Monitoring & Observability

How we detect problems before users complain, where alerts go, and what to do when one fires.

For the full setup runbook see Operations → Monitoring. This page is the high-level "what's monitoring what" map.

The 4-layer monitoring stack

Defense in depth — each layer catches what the others miss.

Layer	Tool	Probe	Catches	Alert latency
1. Synthetic uptime	UptimeRobot	Every 5 min, external	Total site-down, DNS dead, SSL expired	~2 min
2. Hourly application smoke	GitHub Actions cron	Every hour at `:17`	Page 500s, API contract drift, signup flow broken	~1 hour
3. Real-time error tracking	Sentry (web + mobile)	Every uncaught error in production	JS errors, mobile crashes, slow transactions	~5 min
4. Application health endpoint	`/api/health?key=...`	Self-check on demand or via cron	DB down, route integrity, missing critical data	immediate when probed

Layer 1 — UptimeRobot (synthetic uptime)

What it does

Pings our domains from outside our infrastructure every 5 minutes.
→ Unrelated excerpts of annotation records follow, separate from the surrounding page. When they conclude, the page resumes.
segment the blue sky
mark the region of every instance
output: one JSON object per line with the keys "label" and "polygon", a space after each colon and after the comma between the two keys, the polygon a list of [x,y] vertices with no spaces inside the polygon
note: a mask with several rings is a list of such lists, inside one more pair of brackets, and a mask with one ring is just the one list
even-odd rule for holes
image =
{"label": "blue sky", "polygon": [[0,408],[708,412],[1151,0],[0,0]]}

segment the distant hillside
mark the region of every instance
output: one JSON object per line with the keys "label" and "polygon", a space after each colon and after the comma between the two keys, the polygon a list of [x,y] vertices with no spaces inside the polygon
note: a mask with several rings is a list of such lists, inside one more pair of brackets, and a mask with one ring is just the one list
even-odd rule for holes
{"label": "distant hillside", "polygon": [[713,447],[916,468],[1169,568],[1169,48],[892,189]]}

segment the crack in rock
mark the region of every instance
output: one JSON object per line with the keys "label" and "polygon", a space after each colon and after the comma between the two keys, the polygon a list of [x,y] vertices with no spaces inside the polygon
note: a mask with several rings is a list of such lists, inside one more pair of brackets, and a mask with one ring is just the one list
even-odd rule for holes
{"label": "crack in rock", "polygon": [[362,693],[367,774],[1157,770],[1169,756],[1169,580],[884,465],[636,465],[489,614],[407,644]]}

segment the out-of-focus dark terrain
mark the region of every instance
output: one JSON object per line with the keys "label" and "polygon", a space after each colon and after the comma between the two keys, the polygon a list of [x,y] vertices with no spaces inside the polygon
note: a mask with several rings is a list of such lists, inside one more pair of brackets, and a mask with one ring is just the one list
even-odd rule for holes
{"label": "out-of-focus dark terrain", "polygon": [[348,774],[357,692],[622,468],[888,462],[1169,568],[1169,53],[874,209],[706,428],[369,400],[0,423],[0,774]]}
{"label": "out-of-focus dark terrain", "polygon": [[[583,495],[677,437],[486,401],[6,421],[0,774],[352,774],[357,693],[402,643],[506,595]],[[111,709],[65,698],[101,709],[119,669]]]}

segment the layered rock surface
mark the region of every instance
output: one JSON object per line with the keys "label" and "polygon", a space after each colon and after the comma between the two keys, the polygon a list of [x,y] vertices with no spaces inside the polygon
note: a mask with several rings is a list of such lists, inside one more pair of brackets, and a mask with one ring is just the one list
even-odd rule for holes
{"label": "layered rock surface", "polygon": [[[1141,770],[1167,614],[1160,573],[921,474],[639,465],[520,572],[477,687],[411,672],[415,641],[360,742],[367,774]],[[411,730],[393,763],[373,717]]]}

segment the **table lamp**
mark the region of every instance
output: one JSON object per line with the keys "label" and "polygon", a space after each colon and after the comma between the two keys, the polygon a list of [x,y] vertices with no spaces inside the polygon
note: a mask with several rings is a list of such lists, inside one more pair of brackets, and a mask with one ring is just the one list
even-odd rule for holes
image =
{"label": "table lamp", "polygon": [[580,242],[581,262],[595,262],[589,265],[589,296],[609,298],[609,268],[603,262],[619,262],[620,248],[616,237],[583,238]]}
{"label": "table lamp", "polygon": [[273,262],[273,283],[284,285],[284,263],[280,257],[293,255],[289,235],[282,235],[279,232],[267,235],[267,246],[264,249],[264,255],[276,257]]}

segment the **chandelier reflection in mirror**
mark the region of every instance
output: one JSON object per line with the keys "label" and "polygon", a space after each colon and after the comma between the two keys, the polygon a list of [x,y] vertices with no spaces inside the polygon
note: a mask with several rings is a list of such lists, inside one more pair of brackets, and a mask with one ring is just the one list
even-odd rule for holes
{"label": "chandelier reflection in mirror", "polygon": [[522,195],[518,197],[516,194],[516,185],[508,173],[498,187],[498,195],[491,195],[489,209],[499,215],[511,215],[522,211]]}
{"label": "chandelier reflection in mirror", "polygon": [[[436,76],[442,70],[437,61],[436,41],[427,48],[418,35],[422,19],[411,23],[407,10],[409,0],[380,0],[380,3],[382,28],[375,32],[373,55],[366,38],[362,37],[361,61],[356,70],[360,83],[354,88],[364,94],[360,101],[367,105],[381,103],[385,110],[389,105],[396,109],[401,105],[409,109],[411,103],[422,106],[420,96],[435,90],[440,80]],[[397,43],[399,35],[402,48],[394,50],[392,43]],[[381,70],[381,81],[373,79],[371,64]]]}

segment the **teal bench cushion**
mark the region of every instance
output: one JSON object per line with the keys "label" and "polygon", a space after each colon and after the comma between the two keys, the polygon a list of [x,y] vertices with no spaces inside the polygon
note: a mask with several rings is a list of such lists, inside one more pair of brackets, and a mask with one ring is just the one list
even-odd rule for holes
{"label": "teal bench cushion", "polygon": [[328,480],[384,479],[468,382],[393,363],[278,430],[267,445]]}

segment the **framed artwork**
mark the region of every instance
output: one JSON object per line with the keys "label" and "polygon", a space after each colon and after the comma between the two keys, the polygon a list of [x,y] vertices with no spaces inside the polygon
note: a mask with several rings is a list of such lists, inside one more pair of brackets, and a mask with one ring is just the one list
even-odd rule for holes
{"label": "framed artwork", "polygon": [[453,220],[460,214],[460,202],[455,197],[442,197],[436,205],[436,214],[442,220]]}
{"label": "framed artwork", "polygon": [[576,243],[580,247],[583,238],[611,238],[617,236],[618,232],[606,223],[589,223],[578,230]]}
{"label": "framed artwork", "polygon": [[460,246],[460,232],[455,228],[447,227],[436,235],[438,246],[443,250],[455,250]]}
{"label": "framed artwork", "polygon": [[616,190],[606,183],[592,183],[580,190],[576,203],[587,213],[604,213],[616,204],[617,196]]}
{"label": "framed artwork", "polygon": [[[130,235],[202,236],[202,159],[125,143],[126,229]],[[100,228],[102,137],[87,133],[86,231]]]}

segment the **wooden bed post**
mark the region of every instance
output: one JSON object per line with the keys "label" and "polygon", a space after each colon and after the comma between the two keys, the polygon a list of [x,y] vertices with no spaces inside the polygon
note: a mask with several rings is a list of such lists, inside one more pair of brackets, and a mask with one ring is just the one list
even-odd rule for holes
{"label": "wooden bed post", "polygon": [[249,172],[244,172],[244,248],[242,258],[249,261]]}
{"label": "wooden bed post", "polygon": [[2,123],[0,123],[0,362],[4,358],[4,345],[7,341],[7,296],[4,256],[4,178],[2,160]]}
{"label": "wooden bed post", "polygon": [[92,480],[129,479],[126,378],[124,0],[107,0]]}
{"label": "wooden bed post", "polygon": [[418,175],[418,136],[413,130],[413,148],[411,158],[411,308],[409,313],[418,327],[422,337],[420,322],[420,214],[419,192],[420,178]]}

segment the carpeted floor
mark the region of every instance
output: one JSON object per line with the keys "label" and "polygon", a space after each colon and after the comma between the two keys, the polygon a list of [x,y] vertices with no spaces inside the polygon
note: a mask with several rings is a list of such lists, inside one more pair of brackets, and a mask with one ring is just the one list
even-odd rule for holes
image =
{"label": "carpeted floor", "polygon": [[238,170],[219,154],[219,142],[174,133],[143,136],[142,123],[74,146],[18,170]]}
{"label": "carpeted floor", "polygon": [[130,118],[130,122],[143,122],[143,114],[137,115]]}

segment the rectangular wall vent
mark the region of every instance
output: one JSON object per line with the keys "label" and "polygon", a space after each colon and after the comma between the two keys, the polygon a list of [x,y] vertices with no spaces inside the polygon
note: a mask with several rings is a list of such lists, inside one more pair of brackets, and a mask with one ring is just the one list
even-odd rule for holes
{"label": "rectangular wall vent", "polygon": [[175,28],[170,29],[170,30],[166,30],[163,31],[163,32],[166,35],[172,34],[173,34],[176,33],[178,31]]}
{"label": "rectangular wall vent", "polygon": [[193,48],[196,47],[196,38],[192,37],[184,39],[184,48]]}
Catches "the entire stack is down" — including outages where Sentry can't fire (because the app couldn't even start).

Monitors

Friendly name	Type	URL	Interval
KA26 Production	HTTP(s)	https://ka26.shop/api/health	5 min
KA26 Landing	HTTP(s)	https://ka-26.com	5 min
KA26 SSL Cert (shop)	SSL/TLS	ka26.shop:443	1 day
KA26 SSL Cert (landing)	SSL/TLS	ka-26.com:443	1 day

Alerts

Email to siddugkattimani@gmail.com
SMS (free tier limited per month — most important to keep enabled)
WhatsApp is paid tier — skip unless we upgrade

Status

🟡 Account creation pending as of 2026-04-18 — see Monitoring setup Layer 1 section

Layer 2 — Hourly application smoke

What it does

Runs the full smoke test suite against production every hour at :17 past the hour. Catches "API responds but returns wrong data" or "specific funnel broke after a deploy."

Workflow

File: .github/workflows/health-check.yml
Schedule: cron 17 * * * *
Steps:
1. Hit GET https://ka26.shop/api/health?key=ka26-health-2026 (3 retries with 10s spacing)
2. Run tests/e2e-smoke.test.ts (84 page-existence + status-code checks)
3. Run tests/e2e-signup-smoke.test.ts (1 real consumer registration with throwaway email)
4. Run tests/e2e-critical-funnels-smoke.test.ts (6 tests: login bad-creds, categories, stores, products, UPI config, register-then-login chain)
5. SSL cert expiry check for ka26.shop, ka-26.com, docs.ka-26.com (warn at 30 days, fail at 7 days)
6. On any failure → email alert via Gmail SMTP

Alerts

Email to ALERT_TO GitHub secret (currently siddugkattimani@gmail.com)
Sender: noreply@ka-26.com via Gmail SMTP using SMTP_USER + SMTP_PASS GitHub secrets

Why "hourly" not "every 5 min"?

Free GitHub Actions minutes are limited
Most regressions are deployment-time bugs, not transient outages (UptimeRobot covers transient at 5 min)
1-hour detection latency was the explicit decision after the 6-day "[object Object]" outage — anything faster would burn cron minutes for marginal benefit

Status

✅ Live and green as of 2026-04-18 deploy

Layer 3 — Sentry (error tracking)

What it does

Catches every uncaught exception, unhandled promise rejection, React error boundary crash, and slow transaction in production. Web + mobile have separate Sentry projects.

Projects

Project	Platform	Receives events from	DSN location
`ka26-marketplace`	Next.js (web + API)	Browser JS errors + server-side errors	Cloud Run env: `SENTRY_DSN` + `NEXT_PUBLIC_SENTRY_DSN` + `SENTRY_ENV=production`
`ka26-mobile`	React Native	Mobile JS errors + native crashes	`mobile/app.json` → `expo.extra.sentryDsn`

What you'll see in Sentry

Issues feed: every unique error type, grouped by stack trace
Performance: slow transactions, N+1 query patterns
Release health: crash-free user % (target 99.5%+)
Email alert: within ~5 min of a NEW error type appearing

PII scrubbing

Mobile init in mobile/app/_layout.tsx strips event.request?.data and event.request?.cookies so OTPs, tokens, and passwords NEVER reach Sentry
Web equivalent in sentry.client.config.ts

Alerts

Sentry default: email on new issue type
Configure in Sentry dashboard → Alerts → can add Slack/PagerDuty post-launch

Status

✅ Live as of 2026-04-17. Both projects receiving production events.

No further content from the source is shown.